A chance discovery on my grandma’s bookshelf introduced me to Petite’s writing. It was set almost exclusively in Issaquah – or, more precisely, in his 165-acre homestead just up the road from my grandpa’s farm. My grandpa still remembers Petite, and he shared a few stories with me that weren’t in the books.
Petite was born in Oregon in 1920 and, with a partner, bought the clear-cut tract of land on Tiger Mountain where he would build his cabin in the early 1940s. Petite desired a simple life on the mountain and tried to meet as many of his needs as he could from the homestead. He acquired a menagerie of animals on the farm to help fulfill these needs, including goats and chickens which regularly found their way into the cabin with Petite. My grandpa recounted having to borrow a buck goat from Petite a few times in the 1970s to breed with his herd.
The things he couldn’t produce on the homestead or do without he paid for with odd jobs. Petite frequently describes salvaging the logs left by the timber company on the homestead to make fence posts he sells to other local farms. He also filled in as a substitute mailman and wrote for the Seattle Times. It was not an action-packed existence, but the manner Petite lived and wrote about it all keeps you always wanting to hear more.
In his most famous book, Mister B., Petite recounts the months he spent raising an orphaned bear cub on the homestead. The text is both humorous and thought provoking as Petite reflects on how he was changed by sharing his life with Mister B. This book is just one example of how Petite evokes a strong sense of iyarina in his writing, another Indian word meaning “to reflect upon the land, with sympathy.”
Besides Mister B., Petite wrote about a litany of different topics across his five books.

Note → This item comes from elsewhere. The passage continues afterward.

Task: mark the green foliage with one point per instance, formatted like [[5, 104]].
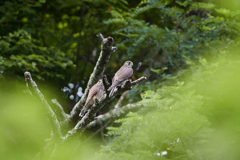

From the need to maintain brush on farms for wildlife to the curiosity of tree-climbing coyotes, Petite covered everything from around Issaquah and his occasional travels. In one of my favorite chapters, after detailing his near-death experience on an icy mountain road, he recalls a conversation with his friend in a café immediately afterwards:
Mick swiveled his stool and with that smile which he universally wears, but deeper and warmer than I could recall, said, “This is a GOOD cup of coffee.”
All evidence of the taste buds notwithstanding, I had to admit, “It sure IS.”
Eventually the creep of suburbia reached Issaquah, and Petite was forced to relocate to the Colville Indian Reservation in rural Eastern Washington. There he lived in another cabin, continuing his writing for years. Petite continued this life until he passed away in 2004 at the age of 84.
Today the man described as “Issaquah’s Thoreau” is largely forgotten. His books have been out of print for years and the anniversary of what would have been his 100th birthday in 2020 passed without a single mention in any local newspapers. An unfitting end for a man who poured so much soul into his writing about a small place he loved. In truth, in an era when more and more books and media are exclusively focused on the national and international, Petite’s focus on the local scale of life is not only refreshing but downright astounding.
It is for these reasons that I have worked with Petite’s heirs to make his five books available again in a digital format. I have read them all, and they are worth being read. It is our hope that the digitization of Petite’s books will be completed by the end of 2022. Please check Sarapetite.com for updates on this process. Once the books are available, please read them, and then find your own Issaquah and learn to enjoy and write about it as Petite would. This would make him prouder than anything.